The (last) Man on Earth (saison 1)

La chaîne Fox a diffusé ce dimanche le dernier épisode de la série comique The Last Man on Earth. L’occasion de faire le point, en spoilers (difficile autrement) sur cette série au titre trompeur et à l’humour facile. 

Il est des titres de séries qui nous induisent en erreur : si pendant les quinze premières minutes, Phil Miller (Will Forte) est effectivement seul au monde (la référence au film de Tom Hanks est d’ailleurs particulièrement habile), c’est de courte durée. Alors qu’il a élu résidence à Tucson, dans l’Arizona à la suite d’un virus qui aurait décimé les habitants de la planète, il semble effectivement le dernier homme sur Terre. Pourtant, dans sa ville natale, il est bientôt rejoint par Carol (Kristen Schaal), puis Melissa (January Jones) ou encore Todd (Mel Rodriguez).

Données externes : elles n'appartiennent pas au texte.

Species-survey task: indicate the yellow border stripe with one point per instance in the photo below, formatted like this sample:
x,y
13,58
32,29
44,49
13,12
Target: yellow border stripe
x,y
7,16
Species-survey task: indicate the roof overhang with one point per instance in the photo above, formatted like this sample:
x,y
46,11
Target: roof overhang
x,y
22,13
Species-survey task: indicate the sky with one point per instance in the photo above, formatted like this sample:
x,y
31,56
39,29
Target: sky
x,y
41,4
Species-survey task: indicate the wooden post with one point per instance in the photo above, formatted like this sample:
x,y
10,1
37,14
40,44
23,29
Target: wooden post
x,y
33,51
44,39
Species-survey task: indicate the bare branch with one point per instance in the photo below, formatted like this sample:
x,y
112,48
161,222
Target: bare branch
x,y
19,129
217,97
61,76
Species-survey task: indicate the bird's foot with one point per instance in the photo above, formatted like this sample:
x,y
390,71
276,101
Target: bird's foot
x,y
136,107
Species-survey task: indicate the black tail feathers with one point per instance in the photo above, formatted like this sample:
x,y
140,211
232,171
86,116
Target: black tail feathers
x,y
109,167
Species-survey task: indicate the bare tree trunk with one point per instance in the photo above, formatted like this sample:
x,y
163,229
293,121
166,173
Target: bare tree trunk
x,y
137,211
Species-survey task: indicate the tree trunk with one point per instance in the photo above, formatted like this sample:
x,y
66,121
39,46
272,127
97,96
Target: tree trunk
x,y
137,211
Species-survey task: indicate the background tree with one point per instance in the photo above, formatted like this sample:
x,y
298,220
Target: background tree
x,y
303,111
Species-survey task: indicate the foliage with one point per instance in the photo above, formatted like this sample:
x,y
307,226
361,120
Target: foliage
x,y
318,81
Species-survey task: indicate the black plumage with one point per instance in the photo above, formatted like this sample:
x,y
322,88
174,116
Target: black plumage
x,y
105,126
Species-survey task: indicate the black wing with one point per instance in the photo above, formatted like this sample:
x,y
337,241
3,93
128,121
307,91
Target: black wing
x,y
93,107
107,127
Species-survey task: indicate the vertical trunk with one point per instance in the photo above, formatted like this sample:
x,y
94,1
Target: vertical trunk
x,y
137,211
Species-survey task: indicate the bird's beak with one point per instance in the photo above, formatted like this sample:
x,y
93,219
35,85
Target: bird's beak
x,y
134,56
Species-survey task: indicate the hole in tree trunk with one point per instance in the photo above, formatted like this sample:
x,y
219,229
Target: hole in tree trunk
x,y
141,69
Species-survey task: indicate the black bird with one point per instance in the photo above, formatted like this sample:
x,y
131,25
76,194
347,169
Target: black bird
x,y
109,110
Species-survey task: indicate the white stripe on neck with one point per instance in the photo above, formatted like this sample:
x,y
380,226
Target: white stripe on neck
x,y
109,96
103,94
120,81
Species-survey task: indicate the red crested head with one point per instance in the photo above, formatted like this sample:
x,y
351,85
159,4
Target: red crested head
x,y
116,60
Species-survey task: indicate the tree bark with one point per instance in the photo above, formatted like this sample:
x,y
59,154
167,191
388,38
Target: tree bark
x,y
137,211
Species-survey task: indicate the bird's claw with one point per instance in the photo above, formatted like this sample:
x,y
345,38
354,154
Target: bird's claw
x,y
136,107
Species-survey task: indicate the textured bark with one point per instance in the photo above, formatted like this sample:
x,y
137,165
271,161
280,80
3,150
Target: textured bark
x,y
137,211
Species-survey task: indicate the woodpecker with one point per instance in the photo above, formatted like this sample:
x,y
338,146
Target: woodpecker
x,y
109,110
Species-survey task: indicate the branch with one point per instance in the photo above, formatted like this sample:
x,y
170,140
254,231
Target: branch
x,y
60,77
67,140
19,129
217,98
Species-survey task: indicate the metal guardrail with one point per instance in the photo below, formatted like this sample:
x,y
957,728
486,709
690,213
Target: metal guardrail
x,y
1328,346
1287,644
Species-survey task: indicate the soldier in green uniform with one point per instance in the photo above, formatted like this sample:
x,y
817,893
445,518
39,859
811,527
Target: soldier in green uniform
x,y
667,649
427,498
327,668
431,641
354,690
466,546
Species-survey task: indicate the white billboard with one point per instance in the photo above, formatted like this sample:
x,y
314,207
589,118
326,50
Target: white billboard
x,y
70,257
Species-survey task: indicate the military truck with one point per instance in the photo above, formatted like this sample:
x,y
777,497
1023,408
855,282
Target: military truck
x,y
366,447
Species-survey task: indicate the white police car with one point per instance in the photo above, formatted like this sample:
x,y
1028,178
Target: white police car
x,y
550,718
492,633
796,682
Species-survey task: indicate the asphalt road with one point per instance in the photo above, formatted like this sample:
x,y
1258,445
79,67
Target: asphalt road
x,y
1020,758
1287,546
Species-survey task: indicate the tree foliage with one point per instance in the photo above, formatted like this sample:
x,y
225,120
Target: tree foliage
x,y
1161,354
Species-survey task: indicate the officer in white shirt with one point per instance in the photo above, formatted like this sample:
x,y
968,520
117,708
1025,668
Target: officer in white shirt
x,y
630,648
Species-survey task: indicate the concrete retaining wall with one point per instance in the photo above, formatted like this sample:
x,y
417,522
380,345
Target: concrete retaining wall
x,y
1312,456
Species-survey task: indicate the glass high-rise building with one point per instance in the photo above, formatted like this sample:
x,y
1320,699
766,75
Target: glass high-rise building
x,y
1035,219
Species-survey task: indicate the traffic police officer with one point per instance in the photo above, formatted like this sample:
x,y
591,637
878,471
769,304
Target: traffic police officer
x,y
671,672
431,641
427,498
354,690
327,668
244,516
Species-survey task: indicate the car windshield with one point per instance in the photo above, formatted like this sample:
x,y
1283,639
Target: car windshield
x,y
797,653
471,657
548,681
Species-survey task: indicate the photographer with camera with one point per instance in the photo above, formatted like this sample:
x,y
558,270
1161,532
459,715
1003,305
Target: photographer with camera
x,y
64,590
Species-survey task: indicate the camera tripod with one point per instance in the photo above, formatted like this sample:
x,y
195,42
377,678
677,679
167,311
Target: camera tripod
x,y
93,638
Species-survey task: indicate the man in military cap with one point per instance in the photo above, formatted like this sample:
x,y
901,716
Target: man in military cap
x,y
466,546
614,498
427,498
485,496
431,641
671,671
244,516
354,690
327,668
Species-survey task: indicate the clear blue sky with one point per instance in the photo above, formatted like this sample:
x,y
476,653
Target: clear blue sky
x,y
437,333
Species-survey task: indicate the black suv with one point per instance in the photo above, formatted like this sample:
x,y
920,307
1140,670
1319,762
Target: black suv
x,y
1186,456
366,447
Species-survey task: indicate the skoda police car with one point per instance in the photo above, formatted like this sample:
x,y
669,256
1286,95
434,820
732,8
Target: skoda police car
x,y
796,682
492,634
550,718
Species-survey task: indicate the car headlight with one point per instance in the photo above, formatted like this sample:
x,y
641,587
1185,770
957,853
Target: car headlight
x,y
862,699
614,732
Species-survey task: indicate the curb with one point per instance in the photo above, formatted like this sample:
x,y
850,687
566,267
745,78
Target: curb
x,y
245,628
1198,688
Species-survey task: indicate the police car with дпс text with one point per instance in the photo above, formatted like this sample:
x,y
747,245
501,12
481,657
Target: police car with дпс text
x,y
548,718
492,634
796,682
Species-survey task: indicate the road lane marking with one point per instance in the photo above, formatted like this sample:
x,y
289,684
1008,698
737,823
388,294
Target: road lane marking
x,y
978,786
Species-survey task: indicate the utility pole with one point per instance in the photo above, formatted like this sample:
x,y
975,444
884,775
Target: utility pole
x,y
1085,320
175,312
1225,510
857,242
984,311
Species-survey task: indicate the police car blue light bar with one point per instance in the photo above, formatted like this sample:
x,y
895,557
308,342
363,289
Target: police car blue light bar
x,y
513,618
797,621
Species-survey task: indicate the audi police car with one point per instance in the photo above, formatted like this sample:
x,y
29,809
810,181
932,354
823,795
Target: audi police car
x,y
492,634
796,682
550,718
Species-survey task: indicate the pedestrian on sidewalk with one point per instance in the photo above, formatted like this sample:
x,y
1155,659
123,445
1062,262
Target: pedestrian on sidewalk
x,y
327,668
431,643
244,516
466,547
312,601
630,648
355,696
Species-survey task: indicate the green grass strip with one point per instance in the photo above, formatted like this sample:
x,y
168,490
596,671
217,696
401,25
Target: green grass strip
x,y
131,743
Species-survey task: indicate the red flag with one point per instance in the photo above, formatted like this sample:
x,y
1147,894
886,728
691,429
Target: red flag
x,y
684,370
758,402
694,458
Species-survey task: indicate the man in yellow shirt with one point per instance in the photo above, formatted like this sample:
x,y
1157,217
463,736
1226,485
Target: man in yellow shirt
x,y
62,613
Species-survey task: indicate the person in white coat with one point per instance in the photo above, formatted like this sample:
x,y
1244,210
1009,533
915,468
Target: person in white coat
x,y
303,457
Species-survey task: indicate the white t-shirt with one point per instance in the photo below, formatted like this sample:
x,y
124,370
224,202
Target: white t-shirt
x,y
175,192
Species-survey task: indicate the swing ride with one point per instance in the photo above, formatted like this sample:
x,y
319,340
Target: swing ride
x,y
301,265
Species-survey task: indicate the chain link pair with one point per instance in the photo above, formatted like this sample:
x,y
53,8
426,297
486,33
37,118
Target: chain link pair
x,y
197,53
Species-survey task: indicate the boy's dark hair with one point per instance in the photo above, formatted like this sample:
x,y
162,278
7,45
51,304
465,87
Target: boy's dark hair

Phil Miller est le (dernier) homme sur Terre © Jordin Althaus/FOX
Phil Miller est le (dernier) homme sur Terre © Fox, Jordin Althaus

Ces treize épisodes suivent son parcours : du statut d’homme resté seul pendant deux ans à celui de « citoyen » devant réapprendre à vivre en groupe. Et c’est rude. La principale raison : Phil est obsédé par les femmes et, on l’imagine, rêve secrètement de vivre au milieu d’un harem. Son expérience en solitaire l’a fait devenir (où il l’était déjà) un raté égoïste et menteur. Au fur et à mesure que les nouveaux personnages apparaissent, l’intrigue reste autour de lui.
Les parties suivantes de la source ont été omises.